To the best of our knowledge, four previous studies have evaluated the diagnostic efficacy of the DL model for detecting meniscal tears on knee MRI [18,19,20,21]. In 2018, Bien et al. developed a CNN model using 1370 cases of knee MRI (coronal, sagittal, and axial MR images; meniscus tear, 397) [18]. The AUC value for determining the presence of meniscal tears was 0.847. In 2020, Fritz et al. used a training set of 18,520 MR images, 1000 MR images for the validation set, and 1000 MR images for testing data. They developed a DCNN consisting of two 3D convolutional blocks (coronal and sagittal) to determine the presence of meniscal tears [19]. The AUC value for diagnosing medial meniscal tears was 0.882, that for lateral meniscal tears was 0.781, and that for overall meniscal tears was 0.961. Moreover, Rizk et al. used coronal and sagittal knee MR images from 11,353 examinations [20]. The AUC value for diagnosing medial meniscal tears was 0.93 and that for lateral meniscal tears was 0.84. Most recently, in 2021, Tack et al. used 2399 sagittal 3-dimensional MRI scans from the publicly available database of the Osteoarthritis Initiative [21]. The AUC values for medial meniscal tears in the anterior horn, body, and posterior horn were 0.94, 0.93, and 0.93, respectively, whereas those for lateral meniscal tears were 0.96, 0.94, and 0.91, respectively. Recent studies have reported an enhancement in the accuracy of DL models for diagnosing meniscal tears [20, 21]. This can be attributed to the large number of MRI scans required. However, previous studies did not diagnose the type of meniscal tear. Therefore, our study is the first to develop a DL model to classify meniscal tears based on knee MRI. Table 8 summarizes related work on meniscal tears.
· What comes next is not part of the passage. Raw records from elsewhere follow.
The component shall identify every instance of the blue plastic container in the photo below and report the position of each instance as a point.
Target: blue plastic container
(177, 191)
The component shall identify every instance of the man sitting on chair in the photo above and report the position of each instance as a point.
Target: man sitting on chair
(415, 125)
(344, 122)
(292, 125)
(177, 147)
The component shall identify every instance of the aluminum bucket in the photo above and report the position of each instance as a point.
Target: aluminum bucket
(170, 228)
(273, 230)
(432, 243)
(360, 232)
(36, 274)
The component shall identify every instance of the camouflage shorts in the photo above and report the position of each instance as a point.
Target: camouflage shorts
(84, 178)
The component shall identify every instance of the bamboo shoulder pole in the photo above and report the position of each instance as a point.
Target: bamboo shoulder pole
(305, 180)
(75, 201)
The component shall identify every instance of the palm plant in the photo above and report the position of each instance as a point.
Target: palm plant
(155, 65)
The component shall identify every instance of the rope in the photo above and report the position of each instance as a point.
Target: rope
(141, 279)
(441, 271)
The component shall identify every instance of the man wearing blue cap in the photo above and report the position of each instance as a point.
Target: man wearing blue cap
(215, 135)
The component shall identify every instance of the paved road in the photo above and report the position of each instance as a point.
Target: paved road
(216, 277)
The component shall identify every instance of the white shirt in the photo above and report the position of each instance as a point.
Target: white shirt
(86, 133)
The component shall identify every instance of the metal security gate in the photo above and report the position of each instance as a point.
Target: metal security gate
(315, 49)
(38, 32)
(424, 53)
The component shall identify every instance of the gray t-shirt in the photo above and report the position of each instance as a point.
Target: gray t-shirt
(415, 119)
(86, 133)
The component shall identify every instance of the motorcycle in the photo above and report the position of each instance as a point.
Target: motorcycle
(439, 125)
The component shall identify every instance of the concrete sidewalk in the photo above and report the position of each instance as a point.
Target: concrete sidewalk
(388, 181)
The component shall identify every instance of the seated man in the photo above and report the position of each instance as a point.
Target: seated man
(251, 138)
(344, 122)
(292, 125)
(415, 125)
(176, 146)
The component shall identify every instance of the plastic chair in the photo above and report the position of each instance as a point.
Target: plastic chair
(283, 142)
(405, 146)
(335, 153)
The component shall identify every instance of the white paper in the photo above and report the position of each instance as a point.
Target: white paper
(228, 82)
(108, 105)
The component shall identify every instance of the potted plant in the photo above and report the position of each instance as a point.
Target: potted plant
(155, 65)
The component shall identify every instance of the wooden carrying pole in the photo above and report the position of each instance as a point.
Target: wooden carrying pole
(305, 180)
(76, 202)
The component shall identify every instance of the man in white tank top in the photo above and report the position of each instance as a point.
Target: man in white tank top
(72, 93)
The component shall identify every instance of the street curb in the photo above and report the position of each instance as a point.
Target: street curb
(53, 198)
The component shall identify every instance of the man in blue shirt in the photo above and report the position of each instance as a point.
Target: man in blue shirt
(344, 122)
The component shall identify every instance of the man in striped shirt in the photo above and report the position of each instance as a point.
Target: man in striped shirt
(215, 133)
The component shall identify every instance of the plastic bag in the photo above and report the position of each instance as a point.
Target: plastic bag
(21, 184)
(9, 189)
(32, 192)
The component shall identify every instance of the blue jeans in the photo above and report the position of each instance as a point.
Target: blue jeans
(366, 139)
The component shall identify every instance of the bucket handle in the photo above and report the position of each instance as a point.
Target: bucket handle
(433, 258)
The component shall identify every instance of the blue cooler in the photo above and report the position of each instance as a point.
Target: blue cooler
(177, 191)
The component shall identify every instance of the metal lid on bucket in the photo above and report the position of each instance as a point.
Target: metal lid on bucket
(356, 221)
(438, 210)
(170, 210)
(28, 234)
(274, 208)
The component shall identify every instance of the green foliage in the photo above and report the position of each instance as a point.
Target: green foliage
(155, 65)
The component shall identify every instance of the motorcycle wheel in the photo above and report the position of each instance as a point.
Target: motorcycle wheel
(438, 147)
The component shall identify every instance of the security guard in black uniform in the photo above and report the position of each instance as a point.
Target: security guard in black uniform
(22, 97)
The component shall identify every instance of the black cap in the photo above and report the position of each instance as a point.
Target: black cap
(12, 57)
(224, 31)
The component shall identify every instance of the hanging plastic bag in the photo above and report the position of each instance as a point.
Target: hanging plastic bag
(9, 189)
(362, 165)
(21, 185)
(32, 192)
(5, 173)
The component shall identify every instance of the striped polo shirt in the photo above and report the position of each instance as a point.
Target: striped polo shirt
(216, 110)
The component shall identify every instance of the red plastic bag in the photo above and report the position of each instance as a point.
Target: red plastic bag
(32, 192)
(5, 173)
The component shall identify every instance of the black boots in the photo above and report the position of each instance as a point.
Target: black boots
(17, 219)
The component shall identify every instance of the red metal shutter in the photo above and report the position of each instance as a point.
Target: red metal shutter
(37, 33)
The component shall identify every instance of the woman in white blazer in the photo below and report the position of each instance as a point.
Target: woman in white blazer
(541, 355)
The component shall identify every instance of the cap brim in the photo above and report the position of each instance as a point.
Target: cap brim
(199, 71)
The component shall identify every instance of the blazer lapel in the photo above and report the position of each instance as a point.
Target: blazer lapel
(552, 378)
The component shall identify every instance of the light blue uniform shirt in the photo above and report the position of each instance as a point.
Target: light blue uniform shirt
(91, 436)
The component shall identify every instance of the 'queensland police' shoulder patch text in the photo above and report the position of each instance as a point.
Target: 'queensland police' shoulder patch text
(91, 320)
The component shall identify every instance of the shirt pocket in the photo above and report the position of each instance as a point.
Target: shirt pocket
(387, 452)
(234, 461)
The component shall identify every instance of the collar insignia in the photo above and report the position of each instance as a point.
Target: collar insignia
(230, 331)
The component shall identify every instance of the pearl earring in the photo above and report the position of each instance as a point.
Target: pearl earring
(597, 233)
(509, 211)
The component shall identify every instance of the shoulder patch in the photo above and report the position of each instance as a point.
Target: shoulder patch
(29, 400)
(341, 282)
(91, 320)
Table 8 Summary of related works on meniscus tears

Conclusions

In conclusion, using coronal and sagittal knee MR images, we developed a CNN model to diagnose the presence of meniscal tears and differentiated types of meniscal tears. The diagnostic accuracy is generally acceptable. Although our CNN model is limited in its low accuracy for diagnosing radial tears, we believe that our study is meaningful because it is the first to distinguish the types of meniscal tears and show the possibility that the CNN model can differentiate types of meniscal tears and detect the presence of meniscal tears. In the future, diagnostic accuracy should be increased by using a larger amount of knee MRI data.